I got into programming for games back when I was ~10, started making little things then and then working on MUDs and text games through my teens and then ended up in government and business software development for ~15 years.
This is pretty much me, except after 15 years, I've decided that I'm not really that interested in the kind of horrific hours and crap pay that most game programmers put up with and I'd much rather spend my free time doing things that don't involve programming anymore.
I still think game development is fascinating, but I'm not willing to sacrifice the rest of my life for it. If I could get a job in the games industry which paid well and didn't require tonnes of crunch time, I'd probably be motivated to do as Sean did and try to break into the industry, but I think it's probably too late for me.
Pretty much on the same boat. I started programming because of games. After guerilling long hours, I concluded that any front-end development, including games, is just bad career choice for programmers. You are practically not in control of your own code.
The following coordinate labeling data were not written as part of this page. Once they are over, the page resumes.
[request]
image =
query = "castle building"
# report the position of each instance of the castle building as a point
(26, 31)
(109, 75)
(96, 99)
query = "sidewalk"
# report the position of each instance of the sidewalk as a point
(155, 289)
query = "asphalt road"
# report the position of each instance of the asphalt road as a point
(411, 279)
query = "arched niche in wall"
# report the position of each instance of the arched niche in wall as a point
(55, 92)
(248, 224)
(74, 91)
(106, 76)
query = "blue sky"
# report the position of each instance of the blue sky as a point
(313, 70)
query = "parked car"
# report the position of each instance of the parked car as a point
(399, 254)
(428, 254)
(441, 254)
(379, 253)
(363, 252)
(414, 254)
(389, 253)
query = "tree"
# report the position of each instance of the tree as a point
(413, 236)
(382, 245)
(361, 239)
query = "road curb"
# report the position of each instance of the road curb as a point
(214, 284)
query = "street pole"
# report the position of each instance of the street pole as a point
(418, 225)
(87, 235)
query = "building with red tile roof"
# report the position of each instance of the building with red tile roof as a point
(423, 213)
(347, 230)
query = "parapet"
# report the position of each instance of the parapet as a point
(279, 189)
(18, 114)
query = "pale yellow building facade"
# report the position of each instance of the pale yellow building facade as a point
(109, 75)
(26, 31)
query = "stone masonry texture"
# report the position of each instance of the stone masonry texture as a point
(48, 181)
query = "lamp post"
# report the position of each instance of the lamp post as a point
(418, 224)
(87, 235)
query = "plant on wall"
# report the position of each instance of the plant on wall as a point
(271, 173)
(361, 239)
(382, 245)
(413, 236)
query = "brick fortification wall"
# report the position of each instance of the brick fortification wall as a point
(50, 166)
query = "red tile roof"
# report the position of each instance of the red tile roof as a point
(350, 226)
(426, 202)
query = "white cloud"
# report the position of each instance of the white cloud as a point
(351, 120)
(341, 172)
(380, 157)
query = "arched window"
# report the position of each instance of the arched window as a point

Product managers/producers/sales/random executive directors become your 'bosses'. They command you the direction of your app/games, e.g. how fast your fade-in animation should be.
Tired of zero leadership by people who don't actually care about games, or have any clue at all about software craftmanship but pretend they are the next Steve Jobs (god, there are so many of those people nowadays in the tech startups), I move to backend/server-side engineering. Nobody can tell me whether doing X or Y is better, except folks who are also engineers themselves, which I am happy to have discussion/arguments with.